內憂外患,對於城守署來說,最近一段時間的壓力太大了,雖然迷霧組織有警察局協助調查,但畢竟涉及到使徒,警察局也力有未逮,最後還是要城守署出手。
至於城市外的秘境,則必須要由城守署探索,確定危害程度,如果有機會就獲取秘境核心,沒機會就隻能駐守,盡量保證秘境中的生物不要流竄出來。
隻有危險度特別高的秘境,才會像“野獸之災”秘境那樣,申請軍隊協助防守,但探索秘境這種事情,就隻能全靠城守署自己。
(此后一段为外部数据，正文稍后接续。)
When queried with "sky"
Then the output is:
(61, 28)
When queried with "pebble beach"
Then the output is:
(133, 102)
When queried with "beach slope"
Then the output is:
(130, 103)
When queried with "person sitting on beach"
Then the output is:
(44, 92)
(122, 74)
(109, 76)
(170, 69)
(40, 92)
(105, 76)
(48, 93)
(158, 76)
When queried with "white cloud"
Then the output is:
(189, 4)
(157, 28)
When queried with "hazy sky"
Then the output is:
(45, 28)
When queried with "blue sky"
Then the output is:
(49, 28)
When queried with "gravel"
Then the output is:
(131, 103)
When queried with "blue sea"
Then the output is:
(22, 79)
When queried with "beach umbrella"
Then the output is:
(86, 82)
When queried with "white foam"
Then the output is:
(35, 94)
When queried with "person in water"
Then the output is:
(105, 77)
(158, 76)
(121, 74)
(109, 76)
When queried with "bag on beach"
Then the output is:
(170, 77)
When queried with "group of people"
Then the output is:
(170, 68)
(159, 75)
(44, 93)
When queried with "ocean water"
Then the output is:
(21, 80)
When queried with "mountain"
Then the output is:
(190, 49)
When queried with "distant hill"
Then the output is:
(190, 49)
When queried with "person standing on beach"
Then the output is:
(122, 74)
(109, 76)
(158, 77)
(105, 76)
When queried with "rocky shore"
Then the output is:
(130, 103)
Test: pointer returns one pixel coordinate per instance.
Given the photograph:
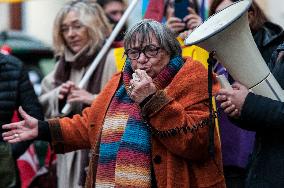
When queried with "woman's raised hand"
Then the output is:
(26, 129)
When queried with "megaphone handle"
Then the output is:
(66, 109)
(224, 82)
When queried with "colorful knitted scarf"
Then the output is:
(125, 147)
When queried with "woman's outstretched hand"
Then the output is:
(26, 129)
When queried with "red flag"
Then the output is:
(155, 10)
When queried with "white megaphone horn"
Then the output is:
(228, 34)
幾天後,汪博的案子終於將嫌疑人鎖定在張子兵的身上,畢竟他的初始職業太特殊,投斧手,使用的兵器也小眾了一些,幾天時間就被鎖定,而且經過對比,死者傷口處的痕跡和張子兵慣用的兵器完全契合,僅憑這一點,就能傳喚張子兵。
城守署,會議室中。
吳婕一邊播放著幻燈片,一邊講解。
“張子兵,鬆濤市人,三年前父母雙亡,之後離開鬆濤市,投靠隔壁海華市叔父張國濤,一年後成為秘境使徒,初始職業投斧手,使用武器為五柄投擲短斧以及一柄單手雙刃斧……”
投影幕布上,出現了張子兵使用武器的圖片,以及之前的一些戰鬥畫麵,同時還有死者傷口和武器的3D模擬圖,幾乎完全契合。
“三個月前,張子兵和他的使徒小隊回到鬆濤市,具體原因不詳,期間曾經一起去城外秘境探索,幾天前,張子兵突然消失,現在那個使徒小隊隻剩下四個人……”
……
會議結束,城守署發布對張子兵的緝拿通知,同時傳喚張子兵使徒小隊中的其他四人。
張子兵參加迷霧組織屬於個人行為,並沒有對自己小隊中的其他人透露,一方麵是為了保密,另一方麵,也是因為張子兵知道,就算去的人再多,最後也隻有一個人能繼承迷霧編號,他一個人把握更大一些。